Summary of Commitments This letter contains no new commitments and no revisions to existing commitments.
Michael D. Wadley Site Vice President, Prairie lsland Nuclear Generating Plant Nuclear Management Company, LLC 1717 Wakonade Drive East Welch, Minnesota 55089-9642 Telephone: 651.388.1121
Document Control Desk Page 2 Enclosure cc: Administrator, Region Ill, USNRC Project Manager, Prairie Island, USNRC Resident Inspector, Prairie Island, USNRC
ENCLOSURE I Nuclear Management Company, LLC (NMC) Response to Request for Additional Information on Prairie Island Unit 2 Steam Generator Inservice Inspection Results NRC Question 1: Please confirm that no crack-like indications were detected except in the hot-leg tubesheet region. If crack-like indications were detected at other locations, please discuss each indication. Please discuss whether the data quality was consistent with past inspections.

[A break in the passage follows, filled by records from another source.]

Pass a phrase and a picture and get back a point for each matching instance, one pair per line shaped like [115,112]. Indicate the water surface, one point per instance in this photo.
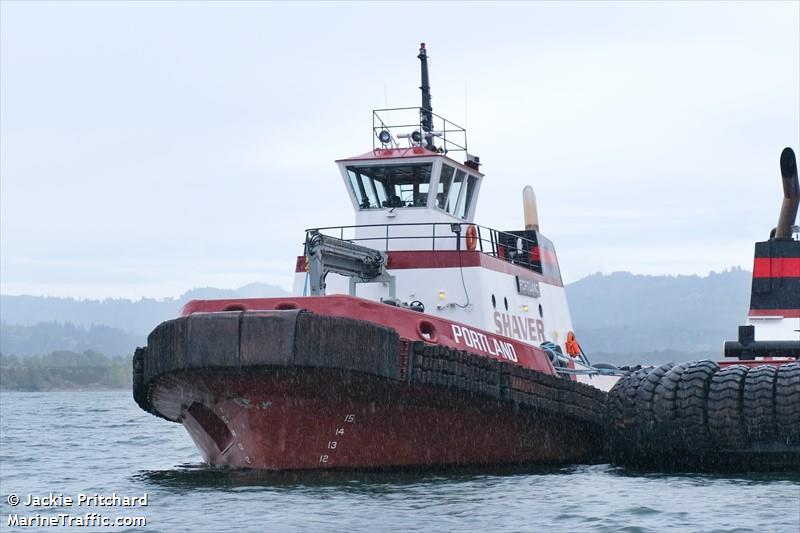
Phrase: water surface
[101,442]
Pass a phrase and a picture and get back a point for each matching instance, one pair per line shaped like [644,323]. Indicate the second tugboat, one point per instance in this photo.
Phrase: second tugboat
[416,337]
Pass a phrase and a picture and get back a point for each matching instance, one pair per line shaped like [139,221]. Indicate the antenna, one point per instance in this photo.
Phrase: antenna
[427,110]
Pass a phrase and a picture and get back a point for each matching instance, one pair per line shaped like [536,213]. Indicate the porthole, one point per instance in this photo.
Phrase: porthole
[426,331]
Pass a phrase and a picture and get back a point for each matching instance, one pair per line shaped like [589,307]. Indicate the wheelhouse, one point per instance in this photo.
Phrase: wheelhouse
[389,180]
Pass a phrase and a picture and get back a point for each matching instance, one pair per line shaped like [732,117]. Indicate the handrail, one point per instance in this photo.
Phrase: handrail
[456,142]
[502,245]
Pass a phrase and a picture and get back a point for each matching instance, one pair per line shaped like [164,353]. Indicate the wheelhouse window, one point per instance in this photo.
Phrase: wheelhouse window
[469,193]
[378,186]
[451,183]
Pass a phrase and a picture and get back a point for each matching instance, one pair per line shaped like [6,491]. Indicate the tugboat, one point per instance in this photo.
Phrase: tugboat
[416,338]
[743,412]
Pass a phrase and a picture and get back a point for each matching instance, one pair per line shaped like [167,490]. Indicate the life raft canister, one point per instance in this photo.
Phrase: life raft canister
[471,237]
[573,348]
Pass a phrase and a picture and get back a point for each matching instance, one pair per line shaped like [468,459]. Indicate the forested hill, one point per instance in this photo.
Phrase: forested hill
[136,317]
[623,313]
[621,316]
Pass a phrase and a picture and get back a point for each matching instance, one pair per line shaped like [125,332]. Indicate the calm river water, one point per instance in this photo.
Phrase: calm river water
[73,443]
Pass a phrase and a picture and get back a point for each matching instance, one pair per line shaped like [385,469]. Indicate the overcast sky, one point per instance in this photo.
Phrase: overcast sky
[151,147]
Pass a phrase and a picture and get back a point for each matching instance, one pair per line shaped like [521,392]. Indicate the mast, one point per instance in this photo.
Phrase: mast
[426,112]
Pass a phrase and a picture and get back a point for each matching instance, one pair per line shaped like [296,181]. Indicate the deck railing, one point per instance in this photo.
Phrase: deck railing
[440,236]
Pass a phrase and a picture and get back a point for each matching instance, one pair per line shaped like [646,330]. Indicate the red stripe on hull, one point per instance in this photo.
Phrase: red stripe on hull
[776,267]
[327,419]
[786,313]
[408,324]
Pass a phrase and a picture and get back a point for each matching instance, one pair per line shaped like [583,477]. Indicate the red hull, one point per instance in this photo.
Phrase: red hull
[324,418]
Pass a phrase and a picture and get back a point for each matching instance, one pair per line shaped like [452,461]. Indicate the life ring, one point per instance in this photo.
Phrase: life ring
[472,237]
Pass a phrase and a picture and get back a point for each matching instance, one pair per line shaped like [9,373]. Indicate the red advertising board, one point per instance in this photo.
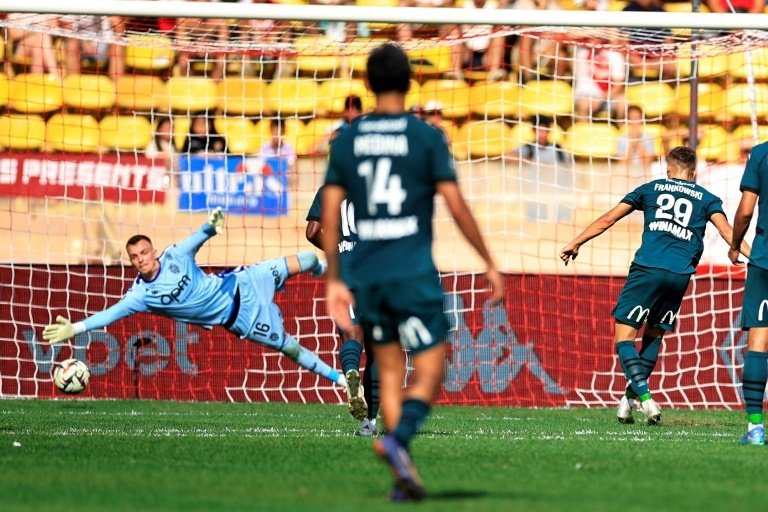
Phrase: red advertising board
[121,177]
[549,345]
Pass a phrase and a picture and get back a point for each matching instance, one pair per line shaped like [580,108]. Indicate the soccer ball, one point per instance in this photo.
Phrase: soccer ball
[71,376]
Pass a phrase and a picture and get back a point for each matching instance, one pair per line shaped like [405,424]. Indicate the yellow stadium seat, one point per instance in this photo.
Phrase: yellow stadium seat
[494,100]
[35,93]
[452,94]
[149,52]
[240,135]
[547,98]
[587,139]
[73,133]
[331,95]
[713,145]
[194,94]
[292,96]
[654,98]
[89,92]
[125,133]
[741,103]
[486,139]
[20,132]
[140,93]
[242,96]
[711,100]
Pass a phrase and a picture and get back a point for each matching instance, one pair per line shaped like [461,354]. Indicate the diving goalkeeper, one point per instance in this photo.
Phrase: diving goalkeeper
[241,299]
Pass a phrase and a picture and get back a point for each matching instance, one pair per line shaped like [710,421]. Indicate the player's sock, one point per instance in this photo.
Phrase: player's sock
[633,368]
[753,383]
[413,416]
[349,355]
[649,354]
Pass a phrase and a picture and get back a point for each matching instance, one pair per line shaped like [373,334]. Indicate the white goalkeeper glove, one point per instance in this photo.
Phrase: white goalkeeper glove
[62,330]
[216,220]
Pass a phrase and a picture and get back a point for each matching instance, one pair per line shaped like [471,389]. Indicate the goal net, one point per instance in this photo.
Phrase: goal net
[138,123]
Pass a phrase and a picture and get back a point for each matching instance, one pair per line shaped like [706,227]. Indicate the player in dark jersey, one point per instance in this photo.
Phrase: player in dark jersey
[390,165]
[676,212]
[363,400]
[754,185]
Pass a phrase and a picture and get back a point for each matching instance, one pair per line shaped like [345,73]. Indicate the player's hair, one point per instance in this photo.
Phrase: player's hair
[136,239]
[388,69]
[682,157]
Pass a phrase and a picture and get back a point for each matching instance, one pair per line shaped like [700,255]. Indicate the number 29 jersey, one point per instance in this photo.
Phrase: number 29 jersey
[389,165]
[676,214]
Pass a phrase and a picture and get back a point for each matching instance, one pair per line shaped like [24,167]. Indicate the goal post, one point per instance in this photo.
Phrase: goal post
[539,152]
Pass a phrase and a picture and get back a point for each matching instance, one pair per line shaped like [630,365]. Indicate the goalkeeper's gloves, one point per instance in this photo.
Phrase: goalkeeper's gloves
[216,220]
[62,330]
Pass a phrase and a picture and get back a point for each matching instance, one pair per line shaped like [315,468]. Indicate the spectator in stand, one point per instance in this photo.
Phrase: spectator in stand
[33,48]
[480,50]
[203,138]
[635,147]
[598,76]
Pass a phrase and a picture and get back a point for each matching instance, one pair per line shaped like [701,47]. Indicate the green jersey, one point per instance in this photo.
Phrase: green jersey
[389,166]
[676,215]
[755,179]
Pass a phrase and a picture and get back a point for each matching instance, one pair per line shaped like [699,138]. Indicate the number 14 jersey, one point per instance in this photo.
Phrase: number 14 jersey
[676,215]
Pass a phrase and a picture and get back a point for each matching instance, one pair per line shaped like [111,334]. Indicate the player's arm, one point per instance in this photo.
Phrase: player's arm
[469,228]
[741,221]
[63,329]
[597,228]
[213,226]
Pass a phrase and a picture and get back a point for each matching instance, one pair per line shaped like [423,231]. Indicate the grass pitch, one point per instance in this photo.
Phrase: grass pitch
[146,456]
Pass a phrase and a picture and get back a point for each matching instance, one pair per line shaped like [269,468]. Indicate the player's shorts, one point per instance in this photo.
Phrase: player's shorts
[259,319]
[409,311]
[754,311]
[651,295]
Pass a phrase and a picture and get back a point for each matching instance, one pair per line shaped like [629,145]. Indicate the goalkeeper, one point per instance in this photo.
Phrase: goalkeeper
[241,300]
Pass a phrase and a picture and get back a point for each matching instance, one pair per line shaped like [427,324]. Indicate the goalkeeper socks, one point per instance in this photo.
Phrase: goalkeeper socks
[754,378]
[633,367]
[349,355]
[413,416]
[649,354]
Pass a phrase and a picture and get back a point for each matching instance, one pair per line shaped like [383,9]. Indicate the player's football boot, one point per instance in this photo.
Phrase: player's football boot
[651,411]
[755,435]
[624,412]
[368,428]
[406,476]
[357,406]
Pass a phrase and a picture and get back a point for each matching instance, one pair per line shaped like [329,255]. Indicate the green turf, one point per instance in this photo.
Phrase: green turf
[145,456]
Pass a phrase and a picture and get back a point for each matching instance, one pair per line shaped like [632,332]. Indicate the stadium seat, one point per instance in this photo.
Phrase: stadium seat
[242,96]
[291,96]
[73,133]
[194,94]
[89,92]
[35,93]
[654,98]
[452,94]
[140,93]
[149,52]
[21,132]
[713,144]
[486,139]
[593,140]
[742,104]
[331,95]
[125,133]
[547,98]
[495,100]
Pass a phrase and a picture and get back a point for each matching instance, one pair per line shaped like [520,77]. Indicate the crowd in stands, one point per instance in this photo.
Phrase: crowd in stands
[595,80]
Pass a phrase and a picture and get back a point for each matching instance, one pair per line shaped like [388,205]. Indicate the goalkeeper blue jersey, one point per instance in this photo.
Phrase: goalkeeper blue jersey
[676,215]
[755,180]
[180,290]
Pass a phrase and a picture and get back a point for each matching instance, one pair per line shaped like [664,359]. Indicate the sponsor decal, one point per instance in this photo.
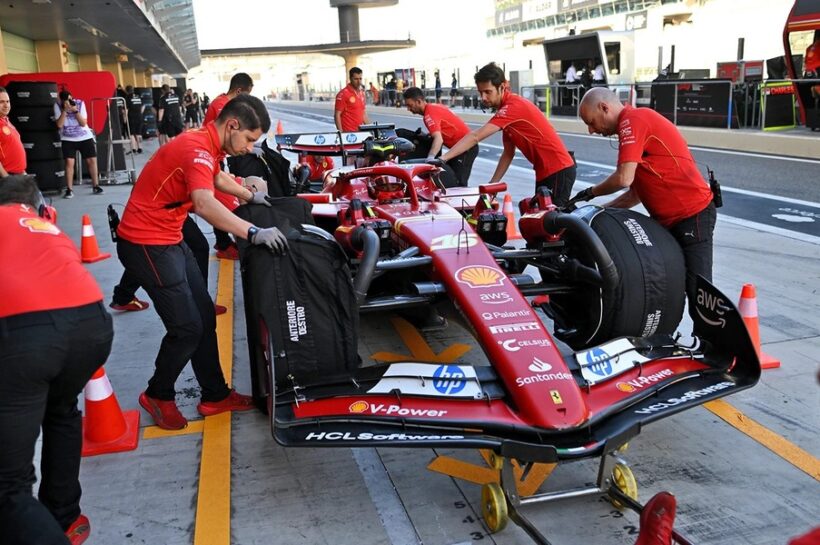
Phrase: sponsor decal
[367,436]
[480,276]
[39,225]
[637,232]
[713,306]
[449,242]
[514,328]
[363,407]
[688,396]
[538,366]
[638,383]
[297,323]
[506,315]
[495,298]
[449,379]
[514,345]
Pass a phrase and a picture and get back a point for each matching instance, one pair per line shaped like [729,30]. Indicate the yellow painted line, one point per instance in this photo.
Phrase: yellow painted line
[155,432]
[213,505]
[766,437]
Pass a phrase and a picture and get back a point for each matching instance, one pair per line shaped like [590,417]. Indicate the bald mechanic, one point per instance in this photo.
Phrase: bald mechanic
[524,127]
[54,333]
[183,175]
[656,168]
[446,128]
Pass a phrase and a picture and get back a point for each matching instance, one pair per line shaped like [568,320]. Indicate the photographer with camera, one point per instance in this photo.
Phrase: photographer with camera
[72,120]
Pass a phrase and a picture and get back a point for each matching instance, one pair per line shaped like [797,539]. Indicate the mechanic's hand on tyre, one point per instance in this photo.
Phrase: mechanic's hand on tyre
[271,237]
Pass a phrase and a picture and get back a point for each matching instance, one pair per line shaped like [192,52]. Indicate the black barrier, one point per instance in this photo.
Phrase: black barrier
[696,103]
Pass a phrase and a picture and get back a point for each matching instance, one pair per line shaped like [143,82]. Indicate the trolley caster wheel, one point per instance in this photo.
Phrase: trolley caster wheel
[624,480]
[494,507]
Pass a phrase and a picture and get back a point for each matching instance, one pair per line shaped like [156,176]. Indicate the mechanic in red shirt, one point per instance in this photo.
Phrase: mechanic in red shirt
[524,127]
[349,110]
[181,176]
[54,333]
[12,153]
[657,169]
[446,128]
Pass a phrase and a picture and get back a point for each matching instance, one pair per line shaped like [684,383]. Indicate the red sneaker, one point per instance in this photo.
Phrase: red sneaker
[166,414]
[657,519]
[79,530]
[134,306]
[234,402]
[231,252]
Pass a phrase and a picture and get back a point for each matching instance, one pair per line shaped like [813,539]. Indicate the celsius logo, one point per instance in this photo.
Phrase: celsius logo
[538,366]
[449,379]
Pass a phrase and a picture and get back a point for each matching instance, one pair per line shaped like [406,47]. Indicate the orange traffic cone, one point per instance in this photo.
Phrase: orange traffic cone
[105,427]
[748,311]
[89,250]
[512,227]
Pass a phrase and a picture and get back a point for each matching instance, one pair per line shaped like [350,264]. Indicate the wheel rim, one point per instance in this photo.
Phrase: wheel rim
[493,507]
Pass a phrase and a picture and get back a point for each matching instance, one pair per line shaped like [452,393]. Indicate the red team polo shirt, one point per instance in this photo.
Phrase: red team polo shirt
[350,102]
[47,273]
[215,107]
[188,162]
[667,180]
[12,153]
[526,127]
[438,118]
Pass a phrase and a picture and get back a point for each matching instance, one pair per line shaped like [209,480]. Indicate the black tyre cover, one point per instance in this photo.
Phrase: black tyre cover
[650,294]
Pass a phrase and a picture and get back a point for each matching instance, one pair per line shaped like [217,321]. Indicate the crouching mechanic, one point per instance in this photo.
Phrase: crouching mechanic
[54,333]
[524,127]
[657,169]
[446,128]
[180,176]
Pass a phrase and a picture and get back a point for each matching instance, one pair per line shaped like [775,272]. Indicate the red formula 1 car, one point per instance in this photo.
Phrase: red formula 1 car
[610,281]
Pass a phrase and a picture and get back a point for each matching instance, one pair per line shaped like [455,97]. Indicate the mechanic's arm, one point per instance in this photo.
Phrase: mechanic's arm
[438,141]
[470,140]
[503,162]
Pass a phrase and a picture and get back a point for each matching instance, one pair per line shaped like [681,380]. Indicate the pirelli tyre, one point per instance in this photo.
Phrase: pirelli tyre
[650,294]
[50,175]
[24,94]
[34,118]
[42,146]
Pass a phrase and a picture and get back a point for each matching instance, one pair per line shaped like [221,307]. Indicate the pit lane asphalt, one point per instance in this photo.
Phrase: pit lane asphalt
[730,488]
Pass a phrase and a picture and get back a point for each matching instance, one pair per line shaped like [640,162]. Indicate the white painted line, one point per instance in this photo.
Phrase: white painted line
[386,500]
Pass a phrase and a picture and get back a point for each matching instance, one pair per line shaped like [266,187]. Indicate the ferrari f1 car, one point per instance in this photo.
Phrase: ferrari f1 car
[393,238]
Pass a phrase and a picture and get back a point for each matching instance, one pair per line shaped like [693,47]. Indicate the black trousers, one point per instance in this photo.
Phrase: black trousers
[175,284]
[462,165]
[695,235]
[46,358]
[126,290]
[560,185]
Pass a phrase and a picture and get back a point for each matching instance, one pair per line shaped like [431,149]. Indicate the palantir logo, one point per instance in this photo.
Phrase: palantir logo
[449,379]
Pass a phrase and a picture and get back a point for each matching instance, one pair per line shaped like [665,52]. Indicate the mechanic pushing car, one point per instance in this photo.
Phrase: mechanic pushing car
[657,169]
[446,129]
[180,176]
[524,127]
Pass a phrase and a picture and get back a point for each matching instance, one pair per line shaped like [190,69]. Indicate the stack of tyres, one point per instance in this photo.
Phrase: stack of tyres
[149,116]
[32,112]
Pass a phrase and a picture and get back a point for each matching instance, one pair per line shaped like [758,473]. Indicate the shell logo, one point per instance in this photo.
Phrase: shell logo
[479,276]
[358,407]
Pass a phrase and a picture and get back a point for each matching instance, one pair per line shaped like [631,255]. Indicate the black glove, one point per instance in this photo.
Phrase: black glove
[271,237]
[583,195]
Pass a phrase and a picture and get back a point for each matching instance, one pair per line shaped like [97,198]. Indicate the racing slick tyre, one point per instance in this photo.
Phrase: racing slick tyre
[650,293]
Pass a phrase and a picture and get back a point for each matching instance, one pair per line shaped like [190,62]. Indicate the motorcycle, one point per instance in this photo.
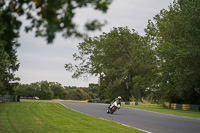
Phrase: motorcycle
[113,107]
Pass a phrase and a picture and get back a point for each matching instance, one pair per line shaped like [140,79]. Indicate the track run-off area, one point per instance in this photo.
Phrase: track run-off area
[144,120]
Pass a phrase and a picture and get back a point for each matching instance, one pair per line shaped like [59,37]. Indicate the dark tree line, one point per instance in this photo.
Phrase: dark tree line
[47,18]
[53,90]
[161,65]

NMC Response: All of the crack like indications detected and reported were completely contained within the tubesheet region, except row 20 column 30 in Steam Generator 22 which extended above the top of the tubesheet 0.08". The single axial indication (SAI) was 0.09" in length, had a +Point@Voltage of 0.1 Volts and was initiated on the outside diameter of the tube within the sludge pile region of the steam generator. The indication length was approximately one quarter the site in-situ proof testing screening limit of 0.38" for free span axial indications and well below the minimum Voltage threshold for leak testing of 1.89 Volts for axial outside diameter stress corrosion cracking (ODSCC) in the sludge pile region.
Data quality is monitored in the current inspection per industry and site guidance. There is no attempt made at this time to directly compare data quality from inspection to inspection.
NRC Question 2: Please discuss the nature of the indications in the tubes located in row 8, column 59 and row 9, column 59 at the fourth hot-leg tube support in steam generator 21.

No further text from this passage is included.